Lithium dendrite growth limits lithium-ion battery applications, particularly in fast charging across temperatures. This study quantifies the dynamic effects of microscale lithium deposition on battery performance using a multi-scale model combining Phase Field Model (PFM) and pseudo 2D model. The image recognition program is introduced to achieve the identification of dead lithium and cross-scale transfer calculation of lithium deposition rate. The results show that the morphology of lithium dendrites is highly dependent on the magnitude of overpotential. Three distinct lithium dendrite morphologies are identified, each associated with varying degrees of overpotential. Additionally, the magnitude of lithium deposition rate is nearly proportional to the magnitude of overpotential.

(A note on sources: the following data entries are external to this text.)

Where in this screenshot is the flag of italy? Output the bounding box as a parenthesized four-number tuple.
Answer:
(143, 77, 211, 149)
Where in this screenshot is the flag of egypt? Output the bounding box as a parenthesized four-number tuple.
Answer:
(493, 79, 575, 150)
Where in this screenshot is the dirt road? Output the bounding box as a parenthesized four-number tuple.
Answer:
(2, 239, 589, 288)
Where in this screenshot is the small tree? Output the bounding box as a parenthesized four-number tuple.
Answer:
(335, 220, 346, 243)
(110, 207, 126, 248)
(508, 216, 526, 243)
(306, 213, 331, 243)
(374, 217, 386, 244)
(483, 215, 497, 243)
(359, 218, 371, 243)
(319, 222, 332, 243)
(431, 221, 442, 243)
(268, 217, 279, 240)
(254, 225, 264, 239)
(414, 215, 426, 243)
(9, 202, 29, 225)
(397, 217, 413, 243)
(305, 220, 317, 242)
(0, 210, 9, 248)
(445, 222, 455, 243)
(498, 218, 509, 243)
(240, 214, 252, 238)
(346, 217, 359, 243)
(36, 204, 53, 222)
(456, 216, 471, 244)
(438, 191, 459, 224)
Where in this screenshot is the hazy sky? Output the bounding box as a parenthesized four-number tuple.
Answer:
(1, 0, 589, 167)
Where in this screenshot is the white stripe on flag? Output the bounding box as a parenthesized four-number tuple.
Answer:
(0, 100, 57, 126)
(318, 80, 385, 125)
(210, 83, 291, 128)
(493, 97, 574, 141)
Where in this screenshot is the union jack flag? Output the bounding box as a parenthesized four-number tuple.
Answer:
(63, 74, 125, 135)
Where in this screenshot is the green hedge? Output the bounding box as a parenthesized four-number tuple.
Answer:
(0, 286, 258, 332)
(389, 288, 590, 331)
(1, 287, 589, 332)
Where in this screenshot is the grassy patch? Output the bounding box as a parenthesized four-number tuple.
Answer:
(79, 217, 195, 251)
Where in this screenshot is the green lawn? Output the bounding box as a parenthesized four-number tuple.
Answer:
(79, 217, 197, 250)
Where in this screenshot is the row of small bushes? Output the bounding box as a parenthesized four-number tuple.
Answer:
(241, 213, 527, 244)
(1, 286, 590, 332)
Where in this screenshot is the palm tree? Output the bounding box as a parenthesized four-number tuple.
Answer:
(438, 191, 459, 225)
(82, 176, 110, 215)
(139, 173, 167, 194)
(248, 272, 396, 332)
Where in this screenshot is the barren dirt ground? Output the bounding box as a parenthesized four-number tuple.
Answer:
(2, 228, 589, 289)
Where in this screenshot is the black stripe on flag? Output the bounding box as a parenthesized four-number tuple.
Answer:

The formation of dead lithium, which is morphology-dependent, leads to the consumption of lithium ions in the electrolyte, thereby decreasing the capacity in subsequent cycles. The numerical predictions of battery capacity decay in good agreement with experimental results for high charging/discharging rate, demonstrating the reliability of the proposed multi-scale model in simulating the impact of lithium dendrites on battery performance during fast charging/discharging. This study shows important significance for the design and optimization of lithium batteries and also provides theoretical support for the further development of battery technology.